Pakar politik UGM, Mada Sukmajati, menilai dari delapan program "Asta Cita" yang dijanjikan, hanya program Makan Bergizi Gratis (MBG) yang terlihat implementasinya, meski masih "acak-adul" dan tanpa desain yang jelas.
"Semua program cepat tadi itu, jangankan implementasi, rencananya saja tidak pernah disampaikan oleh pemerintah," ujar Mada. Ia menambahkan bahwa gaya kepemimpinan Prabowo yang bersifat "solidarity maker" belum diimbangi dengan kemampuan administratif dari jajaran kabinetnya.
Dari perspektif hukum, Hendry Noor Julian dari Fakultas Hukum UGM menyoroti wacana "pemaafan koruptor" yang menurutnya perlu diperjelas mekanismenya. "Kalau berbicara tentang pemberantasan korupsi, yang perlu diingat salah satunya poin pemberantasan korupsi itu bukan semata-mata mempidanakan, tapi perlu diimbangi dengan pengembalian kerugian keuangan negara," jelasnya.
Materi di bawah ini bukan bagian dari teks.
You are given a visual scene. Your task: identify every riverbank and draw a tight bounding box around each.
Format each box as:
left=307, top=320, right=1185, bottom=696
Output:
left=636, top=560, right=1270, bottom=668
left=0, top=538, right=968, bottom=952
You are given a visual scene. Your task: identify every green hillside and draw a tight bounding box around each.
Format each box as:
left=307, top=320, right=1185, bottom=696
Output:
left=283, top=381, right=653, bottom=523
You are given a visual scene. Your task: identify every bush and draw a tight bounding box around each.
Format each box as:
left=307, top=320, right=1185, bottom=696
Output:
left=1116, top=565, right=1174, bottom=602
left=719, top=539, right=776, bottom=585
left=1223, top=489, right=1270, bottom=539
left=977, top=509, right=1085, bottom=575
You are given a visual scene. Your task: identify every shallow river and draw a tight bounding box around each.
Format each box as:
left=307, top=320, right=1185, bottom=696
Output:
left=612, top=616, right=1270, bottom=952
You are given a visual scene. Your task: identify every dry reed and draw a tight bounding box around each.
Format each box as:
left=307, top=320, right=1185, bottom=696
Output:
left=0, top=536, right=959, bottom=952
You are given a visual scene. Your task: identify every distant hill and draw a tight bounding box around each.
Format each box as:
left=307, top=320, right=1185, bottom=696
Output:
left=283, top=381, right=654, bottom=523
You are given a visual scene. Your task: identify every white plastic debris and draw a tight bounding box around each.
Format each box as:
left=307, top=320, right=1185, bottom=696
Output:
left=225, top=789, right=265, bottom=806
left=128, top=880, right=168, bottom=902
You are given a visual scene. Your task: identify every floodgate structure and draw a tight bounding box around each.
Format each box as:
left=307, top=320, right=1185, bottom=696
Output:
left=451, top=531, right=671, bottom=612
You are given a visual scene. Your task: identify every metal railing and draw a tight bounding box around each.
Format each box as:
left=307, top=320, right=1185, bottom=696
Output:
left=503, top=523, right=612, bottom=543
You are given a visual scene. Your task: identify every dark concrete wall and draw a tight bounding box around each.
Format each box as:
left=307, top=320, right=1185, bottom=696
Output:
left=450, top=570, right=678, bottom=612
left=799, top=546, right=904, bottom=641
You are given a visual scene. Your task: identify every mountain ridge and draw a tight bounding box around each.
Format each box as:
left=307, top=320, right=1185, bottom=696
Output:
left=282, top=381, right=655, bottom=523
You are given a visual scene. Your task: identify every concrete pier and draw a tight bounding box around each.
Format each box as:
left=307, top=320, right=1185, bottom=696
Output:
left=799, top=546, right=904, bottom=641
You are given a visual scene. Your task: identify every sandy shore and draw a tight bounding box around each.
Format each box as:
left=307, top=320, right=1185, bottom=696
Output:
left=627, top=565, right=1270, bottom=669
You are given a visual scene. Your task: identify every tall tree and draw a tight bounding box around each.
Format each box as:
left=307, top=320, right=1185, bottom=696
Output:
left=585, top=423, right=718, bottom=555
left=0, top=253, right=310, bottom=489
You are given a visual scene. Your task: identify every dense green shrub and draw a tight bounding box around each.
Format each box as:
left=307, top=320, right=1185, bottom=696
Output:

Sementara itu, ekonom UGM Yudistira Permana mengkritisi kebijakan penghapusan tagihan utang UMKM yang dinilainya sebagai bentuk "desperate" dari pemerintah. "Ini bukan dalam rangka membela bank, tapi sama-sama ini, baik UMKM maupun bank ini cuma jadi main lempar sana, lempar sini," ungkapnya.
Yudistira juga memperingatkan bahwa pemangkasan anggaran yang dilakukan pemerintah bisa menjadi "bom waktu" akibat pembiaran tata kelola berbagai sektor, mulai dari subsidi energi hingga BPJS. Menurutnya, prediksi ekonomi 2025 cenderung stagnan dengan tingkat ketidakpastian yang tinggi akibat tensi geopolitik global.
Para akademisi juga mempertanyakan tingginya tingkat kepuasan masyarakat yang mencapai 80 persen terhadap kinerja pemerintahan Prabowo-Gibran. Mada menduga hal ini terkait dengan keputusan presiden menganulir kenaikan PPN dan kebijakan konversi tabung gas 3 Kg yang sempat menuai kontroversi.
Menurut prediksi lembaga-lembaga dunia seperti IMF dan World Bank, tahun 2025 akan diwarnai stagnasi ekonomi dengan ketidakpastian yang tinggi akibat tensi geopolitik global, terutama terkait distribusi energi, gas, dan minyak. "Kalau itu bisa dihindari, ya ekonomi diprediksi stagnasi saja. So-so saja. Nah, maka terus kemudian kalau ngomongin 8 persen, ya enggak apa-apa," tutup Yudistira.